If the output is dumped in a csv file using this format then output can be very quickly tested through MocapNET using :

./MocapNETJSON --from YourDataset.csv --visualize

The CSV file format is very easy to write and parse (especially from python), the only caveat and possible pitfall is that the csv file has normalized coordinates that are expected to have a 1.777* aspect ratio since the original cameras I am targeting are GoPro cameras configured for 1920x1080@120fps+. If you have a different video input resolution the normalization step will have to respect this aspect ratio. Of course the code that I use to preserve the aspect ratio regardless of input is included in the repository and can be used for reference https://github.com/FORTH-ModelBasedTracker/MocapNET/blob/master/MocapNETLib/jsonMocapNETHelpers.cpp#L498 and using the normalizeWhileAlsoMatchingTrainingAspectRatio call https://github.com/FORTH-ModelBasedTracker/MocapNET/blob/master/MocapNETLib/jsonMocapNETHelpers.cpp#L174

That being said, I will clone HRNET and try it out :) 2D accuracy is very important in two-stage 3D pose estimation! Multiple person 3D tracking would also be very cool!

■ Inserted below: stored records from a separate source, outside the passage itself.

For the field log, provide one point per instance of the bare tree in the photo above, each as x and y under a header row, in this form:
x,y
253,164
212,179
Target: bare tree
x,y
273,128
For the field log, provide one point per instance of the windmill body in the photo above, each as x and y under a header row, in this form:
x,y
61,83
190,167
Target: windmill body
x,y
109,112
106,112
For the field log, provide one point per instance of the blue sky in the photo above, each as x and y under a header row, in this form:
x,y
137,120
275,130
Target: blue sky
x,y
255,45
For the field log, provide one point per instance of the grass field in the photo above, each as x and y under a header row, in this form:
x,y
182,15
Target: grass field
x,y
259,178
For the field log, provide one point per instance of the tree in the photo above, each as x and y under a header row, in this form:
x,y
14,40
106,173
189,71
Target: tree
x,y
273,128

timtensor commented 5 years ago

Thank you for the reply. I am trying out different permutations as well. Not really a pro , learning by trying. I must mention , with the yolov3 implementation the accruacy has greatly improved. One thing to note is , that is computationally quite heavy the 2D detection part of it .

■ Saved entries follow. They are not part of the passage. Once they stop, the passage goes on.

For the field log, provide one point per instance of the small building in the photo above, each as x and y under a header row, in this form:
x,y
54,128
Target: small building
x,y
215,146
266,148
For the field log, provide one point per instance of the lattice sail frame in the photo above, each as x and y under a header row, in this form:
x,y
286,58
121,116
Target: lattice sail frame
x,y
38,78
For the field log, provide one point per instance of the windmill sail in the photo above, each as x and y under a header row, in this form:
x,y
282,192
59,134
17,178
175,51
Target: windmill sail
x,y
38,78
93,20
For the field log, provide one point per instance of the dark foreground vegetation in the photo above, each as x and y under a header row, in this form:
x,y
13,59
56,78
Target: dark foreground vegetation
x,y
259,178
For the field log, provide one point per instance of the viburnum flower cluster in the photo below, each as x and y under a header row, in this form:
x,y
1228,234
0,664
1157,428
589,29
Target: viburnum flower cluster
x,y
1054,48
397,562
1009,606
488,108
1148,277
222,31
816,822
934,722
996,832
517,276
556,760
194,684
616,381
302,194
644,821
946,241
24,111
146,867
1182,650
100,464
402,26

AmmarkoV commented 5 years ago

Last version of yolo I had checked out was yolov2, but only for detection of objects and not persons. In any case testing with hrnet would be initially more like an offline experiment especially since hrnet is python/pytorch while this repo is C++/tensorflow

timtensor commented 5 years ago

Yes i totally agree , as a start it should be done in locally saved videos .If i understand correctly, i might be wrong , you need the keypoints per frame as an input to the MocapNET module right .

AmmarkoV commented 5 years ago

Yes, you need at least the hip, neck, head, rshoulder, relbow, rhand, lshoulder, lelbow, lhand, rhip, rknee, rfoot, lhip, lknee, lfoot joint 2D positions organized as 2DXhip,2DYhip,Vhip , ... where V is a visibility flag that is 1 when the joint is visible and 0 when joint is invisible.

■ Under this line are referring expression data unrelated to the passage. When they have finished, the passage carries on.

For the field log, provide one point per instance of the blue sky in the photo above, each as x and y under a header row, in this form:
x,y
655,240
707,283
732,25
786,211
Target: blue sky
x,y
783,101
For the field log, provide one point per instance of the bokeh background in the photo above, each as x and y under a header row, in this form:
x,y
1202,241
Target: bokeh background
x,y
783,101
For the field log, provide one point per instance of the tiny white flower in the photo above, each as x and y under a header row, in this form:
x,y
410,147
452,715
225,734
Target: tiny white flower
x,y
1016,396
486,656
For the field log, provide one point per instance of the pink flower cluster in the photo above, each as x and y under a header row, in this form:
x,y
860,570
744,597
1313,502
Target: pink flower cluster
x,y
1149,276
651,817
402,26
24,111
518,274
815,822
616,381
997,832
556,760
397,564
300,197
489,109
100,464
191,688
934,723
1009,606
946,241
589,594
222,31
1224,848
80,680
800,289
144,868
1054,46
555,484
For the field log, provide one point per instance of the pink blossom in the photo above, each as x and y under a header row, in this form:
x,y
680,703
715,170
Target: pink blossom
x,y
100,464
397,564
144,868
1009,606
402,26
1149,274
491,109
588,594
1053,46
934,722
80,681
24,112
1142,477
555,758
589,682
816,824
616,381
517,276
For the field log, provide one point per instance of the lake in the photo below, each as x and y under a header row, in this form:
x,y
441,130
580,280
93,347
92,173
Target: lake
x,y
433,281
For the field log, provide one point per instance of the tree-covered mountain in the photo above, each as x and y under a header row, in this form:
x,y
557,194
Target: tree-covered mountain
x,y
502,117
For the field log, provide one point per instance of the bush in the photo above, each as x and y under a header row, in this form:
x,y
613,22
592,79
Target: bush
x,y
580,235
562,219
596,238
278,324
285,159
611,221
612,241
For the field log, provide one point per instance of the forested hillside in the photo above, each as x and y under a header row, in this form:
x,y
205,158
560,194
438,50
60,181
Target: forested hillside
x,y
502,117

The sample CSV file shows the full joint list received from OpenPose Body+Hands 2D Output

The full list of input has 171 elements ( 57 triplets of X2D,Y2D,VisibilityFlag )

by populating an std::vector with 171 values with the correct order and running the runMocapNET call you get back another vector with the full body BVH configuration that needs no inverse kinematics and cant be directly used to animate a model.

This can be also visualized from the main application of course http://ammar.gr/mocapnet/mocapnetogl.ogv

timtensor commented 4 years ago

Thanks a lot for the infromation. I still couldnt manage to extend it to the simple hrnet as 2D detector. I am doing everything off line at this moment

AmmarkoV commented 4 years ago

Hello, if you have a sample small CSV file you generated ( like this ) I can take a look at it to maybe help you resolve the problem..

AmmarkoV commented 4 years ago

I have given a CSV file example, that can be used to package any 2D estimator output and enable its processing by MocapNET, adding native support for multiple 2D estimators is beyond the scope of this repository so I am closing to this issue! :) In case of questions on how to package 2D input feel for MocapNET free to open a new issue!